Similarly, leaders have also developed the other areas of the curriculum. Leaders set out clearly what pupils are expected to know in each year group. As well as developing secure knowledge in each subject, pupils apply what they have learned. In geography, for example, pupils use accurate geographical vocabulary in their work. They give clear explanations of natural phenomena. In addition to this, pupils reflect on the impact of environmental change. They demonstrate empathy for other people living in different parts the world when natural disasters occur.
Pupils demonstrate strong personal skills and positive attitudes in lessons. These are also evident in their discussions with one another. Leaders are aware that some pupils become anxious in formal situations, such as tests. They lose confidence in recalling what they know. To support pupils to cope better in these situations, leaders focus on developing pupils’ resilience.
Leaders provide a rich and varied diet of extra-curricular activities. These help to develop pupils’ social and emotional skills. Pupils take part in a wide range of school clubs. They participate in community events, such as singing or litter-picking. Pupils support the work of leaders in the school. For example, they help to improve the curriculum by offering their ideas and views.
The arrangements for safeguarding are effective.
Staff and governors make sure that pupils are safe. Staff notice when vulnerable pupils need extra support. Staff share concerns about these pupils with relevant personnel. Leaders work closely with pupils’ families and a range of agencies. They make sure that pupils get the right support.

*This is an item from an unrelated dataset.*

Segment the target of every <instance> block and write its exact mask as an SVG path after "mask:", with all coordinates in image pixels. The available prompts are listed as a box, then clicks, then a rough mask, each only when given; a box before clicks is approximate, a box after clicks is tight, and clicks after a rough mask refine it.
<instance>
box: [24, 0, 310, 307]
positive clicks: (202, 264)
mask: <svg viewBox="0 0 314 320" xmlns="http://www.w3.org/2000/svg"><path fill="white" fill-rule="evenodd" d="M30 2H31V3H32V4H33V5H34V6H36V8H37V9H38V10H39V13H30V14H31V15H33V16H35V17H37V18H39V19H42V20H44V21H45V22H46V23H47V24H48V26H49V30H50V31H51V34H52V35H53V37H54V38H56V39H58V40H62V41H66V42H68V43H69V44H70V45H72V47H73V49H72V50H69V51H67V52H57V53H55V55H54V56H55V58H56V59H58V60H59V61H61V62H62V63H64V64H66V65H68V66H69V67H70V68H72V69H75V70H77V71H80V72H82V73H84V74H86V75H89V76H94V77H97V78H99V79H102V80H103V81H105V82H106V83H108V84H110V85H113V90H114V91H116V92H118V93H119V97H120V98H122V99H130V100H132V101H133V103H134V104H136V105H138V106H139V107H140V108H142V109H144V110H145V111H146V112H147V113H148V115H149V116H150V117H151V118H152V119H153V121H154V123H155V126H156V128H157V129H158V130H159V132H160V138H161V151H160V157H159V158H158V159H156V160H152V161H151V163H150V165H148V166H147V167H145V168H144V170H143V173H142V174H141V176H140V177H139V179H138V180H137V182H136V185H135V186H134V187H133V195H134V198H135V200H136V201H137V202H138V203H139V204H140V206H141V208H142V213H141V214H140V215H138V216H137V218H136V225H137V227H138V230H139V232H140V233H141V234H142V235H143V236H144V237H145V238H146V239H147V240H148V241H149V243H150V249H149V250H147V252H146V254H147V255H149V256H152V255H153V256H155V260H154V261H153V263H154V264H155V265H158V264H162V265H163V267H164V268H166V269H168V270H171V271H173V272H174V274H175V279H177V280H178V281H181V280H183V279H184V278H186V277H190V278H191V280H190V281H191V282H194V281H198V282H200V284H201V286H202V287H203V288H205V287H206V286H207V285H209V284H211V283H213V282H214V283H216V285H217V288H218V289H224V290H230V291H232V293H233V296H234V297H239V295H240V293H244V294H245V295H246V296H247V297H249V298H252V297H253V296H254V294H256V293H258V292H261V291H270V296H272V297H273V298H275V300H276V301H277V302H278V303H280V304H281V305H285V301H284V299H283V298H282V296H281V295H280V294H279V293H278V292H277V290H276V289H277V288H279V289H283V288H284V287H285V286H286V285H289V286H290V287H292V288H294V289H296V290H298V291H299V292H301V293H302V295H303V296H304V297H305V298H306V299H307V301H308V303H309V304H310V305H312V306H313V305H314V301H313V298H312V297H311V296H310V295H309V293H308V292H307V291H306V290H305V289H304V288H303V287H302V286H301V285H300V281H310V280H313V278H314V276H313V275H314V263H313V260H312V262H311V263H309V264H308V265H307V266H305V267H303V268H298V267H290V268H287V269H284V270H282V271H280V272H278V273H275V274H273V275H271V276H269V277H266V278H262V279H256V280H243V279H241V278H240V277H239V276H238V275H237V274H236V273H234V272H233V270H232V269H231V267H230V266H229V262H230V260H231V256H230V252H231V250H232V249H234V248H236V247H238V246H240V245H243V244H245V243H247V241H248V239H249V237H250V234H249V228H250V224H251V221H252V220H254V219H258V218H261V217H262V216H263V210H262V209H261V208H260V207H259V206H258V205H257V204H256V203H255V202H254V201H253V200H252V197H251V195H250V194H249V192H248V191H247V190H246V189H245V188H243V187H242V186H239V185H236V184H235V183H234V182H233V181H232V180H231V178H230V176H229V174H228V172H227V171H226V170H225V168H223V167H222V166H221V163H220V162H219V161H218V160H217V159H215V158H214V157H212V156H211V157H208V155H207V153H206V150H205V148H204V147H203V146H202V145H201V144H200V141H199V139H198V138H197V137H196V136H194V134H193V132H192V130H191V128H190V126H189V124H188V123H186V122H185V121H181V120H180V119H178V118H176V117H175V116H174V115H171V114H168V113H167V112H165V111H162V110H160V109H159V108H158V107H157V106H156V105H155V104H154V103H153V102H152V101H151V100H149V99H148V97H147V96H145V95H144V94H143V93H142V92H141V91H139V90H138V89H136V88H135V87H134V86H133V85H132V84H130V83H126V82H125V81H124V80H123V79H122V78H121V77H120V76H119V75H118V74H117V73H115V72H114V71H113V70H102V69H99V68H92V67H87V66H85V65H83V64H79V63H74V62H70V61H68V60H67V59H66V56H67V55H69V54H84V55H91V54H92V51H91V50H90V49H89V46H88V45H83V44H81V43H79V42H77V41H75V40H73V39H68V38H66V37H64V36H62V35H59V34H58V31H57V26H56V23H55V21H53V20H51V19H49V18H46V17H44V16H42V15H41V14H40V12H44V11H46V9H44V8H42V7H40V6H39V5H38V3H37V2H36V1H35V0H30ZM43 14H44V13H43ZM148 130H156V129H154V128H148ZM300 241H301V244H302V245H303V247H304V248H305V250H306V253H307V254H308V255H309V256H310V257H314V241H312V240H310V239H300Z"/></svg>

Pupils know how to keep themselves safe in school and in the wider world. They have a good understanding of how to protect themselves from potential danger when they are online. Adults help pupils when they feel worried.
What does the school need to do to improve?
(Information for the school and appropriate authority)
Some pupils in lower key stage 2 have had multiple teachers in a short period of time who have not focused enough on developing pupils’ fluency in reading. This means that some younger pupils in key stage 2 have not practised their reading as regularly as other pupils have. Leaders need to make sure that all pupils continue to build up their reading fluency as they move through the school. They need to ensure that these pupils catch up. . Some pupils struggle with complex mathematical problems. They make errors in their work because they do not have a secure understanding of earlier learning. Teachers need to check that pupils’ learning is secure, before pupils apply their mathematical knowledge to more difficult tasks.
When we have judged a school to be good we will then normally go into the school about once every four years to confirm that the school remains good. This is called a section 8 inspection of a good school or non-exempt outstanding school. We do not give graded judgements on a section 8 inspection. However, if we find some evidence that the school could now be better than good or that standards may be declining, then the next inspection will be a section 5 inspection. Usually this is within one to two years of the date of the section 8 inspection. If we have serious concerns about safeguarding, behaviour or the quality of education, we will convert the section 8 inspection to a section 5 inspection immediately.
This is the second section 8 inspection since we judged Offley Primary School to be good on 30–31 March 2011.